To wrap things up on a lighter note—here’s my favorite rendering of the Faustian bargain.

O Brother Where Art Thou

O Brother Where Art Thou

Girl Power

You go Pope Francis! Normally I wouldn't pontificate so casually regarding the Pontiff, but this One seems to be inviting us to be more real and familiar.

I liked so much of what he is reported to have said in his recent interview. Particularly this, speaking of the social issues that the church obsesses over: 

The dogmatic and moral teachings of the church are not all equivalent. The church’s pastoral ministry cannot be obsessed with the transmission of a disjointed multitude of doctrines to be imposed insistently ...
We have to find a new balance; otherwise even the moral edifice of the church is likely to fall like a house of cards, losing the freshness and fragrance of the Gospel. The proposal of the Gospel must be more simple, profound, radiant. It is from this proposition that the moral consequences then flow.

How about the role of women? When asked about this, he sounded pretty much like all male authority figures in the church:

I am wary of a solution that can be reduced to a kind of “female machismo,” because a woman has a different makeup than a man. But what I hear about the role of women is often inspired by an ideology of machismo. Women are asking deep questions that must be addressed.

Let me say clearly, I don't understand an "ideology of machismo." Apparently it is much clearer in Latin cultures and this Pope would know much more about that than I ever could.
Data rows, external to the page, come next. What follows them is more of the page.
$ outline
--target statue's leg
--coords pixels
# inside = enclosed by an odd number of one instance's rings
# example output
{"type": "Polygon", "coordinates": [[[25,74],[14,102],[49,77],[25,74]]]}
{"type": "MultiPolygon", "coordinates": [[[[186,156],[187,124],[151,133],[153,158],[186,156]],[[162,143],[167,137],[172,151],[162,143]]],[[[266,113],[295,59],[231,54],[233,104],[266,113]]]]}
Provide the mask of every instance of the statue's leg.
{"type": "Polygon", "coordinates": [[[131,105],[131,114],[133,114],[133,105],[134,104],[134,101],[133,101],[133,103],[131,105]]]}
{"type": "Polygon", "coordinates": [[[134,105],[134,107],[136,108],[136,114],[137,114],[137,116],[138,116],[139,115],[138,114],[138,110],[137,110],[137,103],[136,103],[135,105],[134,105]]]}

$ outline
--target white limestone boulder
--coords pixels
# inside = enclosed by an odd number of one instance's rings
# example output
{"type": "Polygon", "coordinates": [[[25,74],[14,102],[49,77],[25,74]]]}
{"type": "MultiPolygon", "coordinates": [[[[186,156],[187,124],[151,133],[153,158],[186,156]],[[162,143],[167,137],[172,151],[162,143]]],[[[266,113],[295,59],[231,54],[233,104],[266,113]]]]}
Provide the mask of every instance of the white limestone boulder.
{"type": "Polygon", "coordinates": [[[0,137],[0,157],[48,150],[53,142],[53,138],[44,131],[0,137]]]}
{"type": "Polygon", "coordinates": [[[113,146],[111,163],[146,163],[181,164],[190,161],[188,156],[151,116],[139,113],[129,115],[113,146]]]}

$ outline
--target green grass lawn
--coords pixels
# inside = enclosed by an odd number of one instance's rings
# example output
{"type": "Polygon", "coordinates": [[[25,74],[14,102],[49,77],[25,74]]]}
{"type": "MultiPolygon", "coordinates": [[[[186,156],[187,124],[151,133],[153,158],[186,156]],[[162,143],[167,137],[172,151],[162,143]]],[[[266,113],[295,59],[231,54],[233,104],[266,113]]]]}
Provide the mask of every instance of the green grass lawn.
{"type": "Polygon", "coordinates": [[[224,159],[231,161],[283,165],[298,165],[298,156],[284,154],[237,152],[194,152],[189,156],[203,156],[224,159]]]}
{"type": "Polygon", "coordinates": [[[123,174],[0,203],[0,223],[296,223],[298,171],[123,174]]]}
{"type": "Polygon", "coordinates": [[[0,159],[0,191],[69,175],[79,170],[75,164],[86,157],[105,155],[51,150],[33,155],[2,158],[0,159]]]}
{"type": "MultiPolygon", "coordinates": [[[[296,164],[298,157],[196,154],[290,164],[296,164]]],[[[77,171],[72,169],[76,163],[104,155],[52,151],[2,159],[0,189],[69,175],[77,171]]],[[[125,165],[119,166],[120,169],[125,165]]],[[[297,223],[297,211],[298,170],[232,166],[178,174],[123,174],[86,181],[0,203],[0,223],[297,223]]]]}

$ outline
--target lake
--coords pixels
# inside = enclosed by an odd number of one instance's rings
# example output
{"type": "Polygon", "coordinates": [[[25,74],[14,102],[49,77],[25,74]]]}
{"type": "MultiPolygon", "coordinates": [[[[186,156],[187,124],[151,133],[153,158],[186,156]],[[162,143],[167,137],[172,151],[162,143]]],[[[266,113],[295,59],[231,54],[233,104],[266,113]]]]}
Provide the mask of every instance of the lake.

So I will write what I do know. For many years I had a role in ministry to young people, mainly adolescents. All of this was within the Southern Baptist Convention. I am so sad to say that the most conservative of this denomination still hold to a narrow view of the role of women in the church and, unfortunately, beyond the church walls too. I am very happy to say that I've been blessed to know many, many women who identified with Baptists who were strong, effective leaders despite the rhetoric and ranting of church fathers. All of the dogma on the matter comes from a few verses in the letters of the Apostle Paul. I don't know of anything in the words or life of Jesus that would lead anyone to the conclusions the church has drawn on the matter.

Judy, Jane, Paula, Brooke, Jessica are just a few of the young women I've known who believed they had a calling to serve the church. It broke my heart to know of the hurdles, roadblocks and discouragement they would face if they pursued this calling in a Baptist church.

Again the good news is, as I've already said, many women have just forged on anyway: my Mom, my Aunt Betty, my Mother-In-Law Betty, my Daughter-In-Law Kara and my own Amazing Missus Arlene.

Yes that's my youngest grand girl, Harper, in the cape pictured above. I hope she  always believes she has super powers. Her cape is just as significant to me as the priestly garments of the Pope himself.

You go Harper and Karlee and young girls everywhere.